診察もさることながら、病院外の活動(獣医師会の仕事や他の先生方とのお付き合い)の繁忙で、ブログ更新がすっかり滞ってました…楽しみにしていた皆様、お待たせいたしました。

 

相変わらず、様々な患者さんの来院に恵まれているわけですが、中には説明に時間を要してしまい、お待たせしてしまうこともあり、ご迷惑おかけしております。しっかり病気と向き合うスタンスで診察しております故、ご理解とご協力お願い致します。

 

 

先日、来院したM.ダックスさん。どうやら、目が見えていないということです。外貌はこんな感じ

 

 

 

 

少し散瞳が強いかな?と思いながら、眼底検査を行うと、両眼とも眼底血管がありません…(涙)

 

 

 

これを網膜萎縮症と言います。特徴は眼底血管が消失する事と網膜辺縁部に縦ジワが入る事です。

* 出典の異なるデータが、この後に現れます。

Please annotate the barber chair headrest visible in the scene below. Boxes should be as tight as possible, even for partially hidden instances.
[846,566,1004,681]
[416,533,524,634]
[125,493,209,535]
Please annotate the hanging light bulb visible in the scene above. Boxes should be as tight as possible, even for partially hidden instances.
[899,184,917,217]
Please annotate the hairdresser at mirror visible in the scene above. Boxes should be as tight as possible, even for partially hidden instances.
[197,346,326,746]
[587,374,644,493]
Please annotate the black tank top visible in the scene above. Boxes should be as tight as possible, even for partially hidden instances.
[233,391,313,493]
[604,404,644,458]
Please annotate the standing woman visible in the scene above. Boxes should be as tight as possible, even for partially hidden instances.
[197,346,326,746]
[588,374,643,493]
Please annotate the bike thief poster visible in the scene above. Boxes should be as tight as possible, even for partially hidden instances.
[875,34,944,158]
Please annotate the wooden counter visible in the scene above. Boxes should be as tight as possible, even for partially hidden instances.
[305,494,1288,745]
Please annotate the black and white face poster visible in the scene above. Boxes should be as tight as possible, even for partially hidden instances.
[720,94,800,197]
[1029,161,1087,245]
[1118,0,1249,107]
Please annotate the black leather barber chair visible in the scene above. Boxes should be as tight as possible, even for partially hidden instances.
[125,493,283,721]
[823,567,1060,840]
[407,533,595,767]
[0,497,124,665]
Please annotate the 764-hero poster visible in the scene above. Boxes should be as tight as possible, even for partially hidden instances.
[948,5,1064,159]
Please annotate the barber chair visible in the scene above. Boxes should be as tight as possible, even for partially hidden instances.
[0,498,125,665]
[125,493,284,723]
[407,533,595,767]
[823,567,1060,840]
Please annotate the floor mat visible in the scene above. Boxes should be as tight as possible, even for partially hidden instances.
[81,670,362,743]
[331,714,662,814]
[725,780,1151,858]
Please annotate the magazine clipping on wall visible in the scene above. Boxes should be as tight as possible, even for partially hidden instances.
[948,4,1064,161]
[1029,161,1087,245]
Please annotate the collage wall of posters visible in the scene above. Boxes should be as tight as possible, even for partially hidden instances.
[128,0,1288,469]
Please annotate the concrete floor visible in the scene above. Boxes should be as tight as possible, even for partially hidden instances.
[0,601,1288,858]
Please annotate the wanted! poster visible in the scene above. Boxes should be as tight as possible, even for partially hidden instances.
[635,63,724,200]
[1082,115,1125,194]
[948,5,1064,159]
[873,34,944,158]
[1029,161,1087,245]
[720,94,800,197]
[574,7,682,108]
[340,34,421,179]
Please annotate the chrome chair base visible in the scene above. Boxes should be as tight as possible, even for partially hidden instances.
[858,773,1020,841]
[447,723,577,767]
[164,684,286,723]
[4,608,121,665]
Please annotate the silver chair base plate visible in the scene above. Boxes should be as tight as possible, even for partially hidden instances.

犬種から、想像するに進行性網膜萎縮症だと思います。網膜辺縁部の縦ジワは過去からある所見ですね。

 

 

この病気、とても残念なことに治療法が存在しません…失明するワンコを診ていると”見る”というとても単純で複雑な事の重要さがとても感じるんですが、そして、少しでもいいから、どうにかならないものかと模索するわけですが、この遺伝病は一度スイッチが入ると止められないのです。

 

 

網膜血流が保持できれば、変性が止められるのか?それとも、変性の過程で血流が低下するのか?はたまた、その両方か…?さらには、それとは全く違うメカニズムなのか…?

眼科という分野、診断はつくのですが、治療可能な視覚喪失性疾患が非常に少ないのが、悩みどころです。

 

 

 

日曜日は、講習会でした。

 

 

 

テーマは内分泌疾患について。

東大の松木先生。 分かりやすい講義で、頭の中の整理整頓ができました。